Chronic obstructive pulmonary disease (COPD) may begin onset with only mild symptoms, and therefore diagnostic techniques must improve, according to research published in the German Medical Association weekly journal Deutsches Arzteblatt International.
Researchers from Oldenburg, Germany reviewed relevant literature surrounding German COPD patients in order to determine the timeline of COPD diagnosis. About a third of all patients already have experienced severe airway obstruction by the time COPD is diagnosed. The researchers combed databases and textbooks for relevant studies on the diagnosis of COPD and current clinical guidelines. Through their search, the investigators determined there were essentially no controlled studies on the diagnostic evaluation of COPD, so those elements were excluded.
Overall, the investigators determined that diagnostic levels of COPD are poor and while the symptoms of COPD are present, clinicians are not considering them indicative of a positive test for the disease. The findings demonstrated that age and smoking status were the 2 biggest criteria in COPD status. One study done in 2005 purported that COPD prevalence was twice as high in men than women and rose with both age and quantity of cigarette smoking. Another study conducted in 2007 found that half of patients discovered to have COPD were not previously diagnosed with the disease.

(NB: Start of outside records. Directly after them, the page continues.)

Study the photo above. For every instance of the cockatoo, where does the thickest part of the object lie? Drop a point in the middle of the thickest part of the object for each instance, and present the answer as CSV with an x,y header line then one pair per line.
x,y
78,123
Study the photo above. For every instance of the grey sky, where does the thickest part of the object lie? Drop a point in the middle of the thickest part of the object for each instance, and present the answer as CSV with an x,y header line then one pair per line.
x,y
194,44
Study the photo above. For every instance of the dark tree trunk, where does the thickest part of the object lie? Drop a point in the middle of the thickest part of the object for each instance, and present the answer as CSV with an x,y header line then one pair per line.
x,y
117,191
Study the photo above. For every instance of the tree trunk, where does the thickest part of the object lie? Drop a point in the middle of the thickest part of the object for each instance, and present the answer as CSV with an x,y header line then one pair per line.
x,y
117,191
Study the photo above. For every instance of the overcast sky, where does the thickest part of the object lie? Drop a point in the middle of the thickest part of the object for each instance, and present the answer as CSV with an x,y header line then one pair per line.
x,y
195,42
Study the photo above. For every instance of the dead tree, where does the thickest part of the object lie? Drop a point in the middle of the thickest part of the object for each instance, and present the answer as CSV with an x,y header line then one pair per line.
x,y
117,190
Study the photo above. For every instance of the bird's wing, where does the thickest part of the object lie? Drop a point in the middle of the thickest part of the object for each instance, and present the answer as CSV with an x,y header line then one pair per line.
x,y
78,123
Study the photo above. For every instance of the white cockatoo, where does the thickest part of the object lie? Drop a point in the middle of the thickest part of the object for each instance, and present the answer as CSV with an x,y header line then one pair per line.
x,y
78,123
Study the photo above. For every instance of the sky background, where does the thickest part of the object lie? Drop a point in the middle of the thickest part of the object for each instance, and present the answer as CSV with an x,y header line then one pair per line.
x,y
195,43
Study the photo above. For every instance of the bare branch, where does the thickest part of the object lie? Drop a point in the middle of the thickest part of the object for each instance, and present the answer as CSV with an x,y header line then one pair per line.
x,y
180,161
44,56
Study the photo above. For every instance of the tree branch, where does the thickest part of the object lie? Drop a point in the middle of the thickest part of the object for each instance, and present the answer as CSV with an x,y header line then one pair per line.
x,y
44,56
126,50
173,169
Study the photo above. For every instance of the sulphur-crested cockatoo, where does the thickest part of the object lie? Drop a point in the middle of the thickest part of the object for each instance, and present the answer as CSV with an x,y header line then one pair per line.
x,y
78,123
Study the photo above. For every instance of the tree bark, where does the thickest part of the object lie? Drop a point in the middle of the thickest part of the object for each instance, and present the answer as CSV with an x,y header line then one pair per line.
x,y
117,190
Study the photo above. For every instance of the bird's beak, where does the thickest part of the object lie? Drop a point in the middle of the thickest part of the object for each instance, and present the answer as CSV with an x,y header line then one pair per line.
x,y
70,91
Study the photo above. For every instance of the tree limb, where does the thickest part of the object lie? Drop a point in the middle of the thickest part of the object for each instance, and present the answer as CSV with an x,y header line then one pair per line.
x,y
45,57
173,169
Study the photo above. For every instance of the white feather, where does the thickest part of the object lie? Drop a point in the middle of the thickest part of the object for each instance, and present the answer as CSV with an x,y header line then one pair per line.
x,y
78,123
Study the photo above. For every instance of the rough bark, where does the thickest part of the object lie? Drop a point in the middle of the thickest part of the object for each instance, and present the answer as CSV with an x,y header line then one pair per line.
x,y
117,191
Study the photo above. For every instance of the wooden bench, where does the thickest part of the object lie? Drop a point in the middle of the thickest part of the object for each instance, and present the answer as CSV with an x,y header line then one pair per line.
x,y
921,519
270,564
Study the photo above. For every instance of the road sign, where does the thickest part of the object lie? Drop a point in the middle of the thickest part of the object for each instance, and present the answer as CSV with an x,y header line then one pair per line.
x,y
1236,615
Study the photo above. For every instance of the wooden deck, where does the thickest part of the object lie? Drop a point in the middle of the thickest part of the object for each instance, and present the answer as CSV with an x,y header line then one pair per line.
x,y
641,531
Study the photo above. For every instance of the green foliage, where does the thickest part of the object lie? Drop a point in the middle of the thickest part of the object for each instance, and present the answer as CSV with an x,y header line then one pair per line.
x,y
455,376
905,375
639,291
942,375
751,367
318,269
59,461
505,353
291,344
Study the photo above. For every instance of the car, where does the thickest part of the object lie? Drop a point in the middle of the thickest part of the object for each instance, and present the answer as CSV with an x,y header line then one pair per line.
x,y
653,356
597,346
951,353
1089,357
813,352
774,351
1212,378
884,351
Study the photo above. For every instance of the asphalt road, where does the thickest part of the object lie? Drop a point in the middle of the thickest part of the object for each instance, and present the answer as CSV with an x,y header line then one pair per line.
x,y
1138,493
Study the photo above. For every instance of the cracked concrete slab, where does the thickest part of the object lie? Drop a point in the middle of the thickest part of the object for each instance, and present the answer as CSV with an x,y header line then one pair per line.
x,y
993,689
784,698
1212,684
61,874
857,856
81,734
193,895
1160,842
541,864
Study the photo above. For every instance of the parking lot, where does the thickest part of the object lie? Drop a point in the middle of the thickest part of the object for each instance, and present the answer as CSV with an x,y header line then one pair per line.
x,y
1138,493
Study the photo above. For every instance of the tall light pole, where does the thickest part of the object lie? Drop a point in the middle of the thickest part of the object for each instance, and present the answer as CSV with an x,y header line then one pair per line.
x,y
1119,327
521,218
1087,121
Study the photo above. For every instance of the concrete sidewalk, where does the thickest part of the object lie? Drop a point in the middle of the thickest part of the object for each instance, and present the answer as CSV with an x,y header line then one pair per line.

This literature review indicated risk factors for COPD for non smokers include asthma, advanced age, low educational level, occupational exposure to noxious agents, and a history of airway infections in childhood. Non smokers with COPD generally have a more favorable course of disease progression. The role of air pollution on COPD diagnosis is so far unclear, according to the researchers.
The general symptoms and signs of COPD include dyspnea, chronic cough, low exercise capacity, audible wheezing, more frequent or longer lasting bronchial infections, and sometimes weight loss. The presence of these symptoms in combination with at least 1 risk factor, usually smoking, should give the physician reason to suspect COPD in the patient, the investigators wrote.
Clinicians must also bear in mind that symptoms may have more than one cause, such as coexistent asthma and COPD, lung cancer and COPD, or left heart failure and COPD. These comorbidities can be tested through exercise testing and other forms of testing beyond typical COPD diagnosing methods.
The researchers believe that with the widespread availability of spirometers in primary care physicians’ practices will provide a good basis for improving COPD diagnostic in the future.
“This will be possible only if physicians are watchful for the risk factors for COPD and its mild initial symptoms and perform pulmonary function testing on all patients with a chronic cough, with or without expectoration,” the authors concluded. “The demonstration of an irreversible airway obstruction confirms the diagnosis. Treatment should then be provided as recommended in the pertinent guidelines.”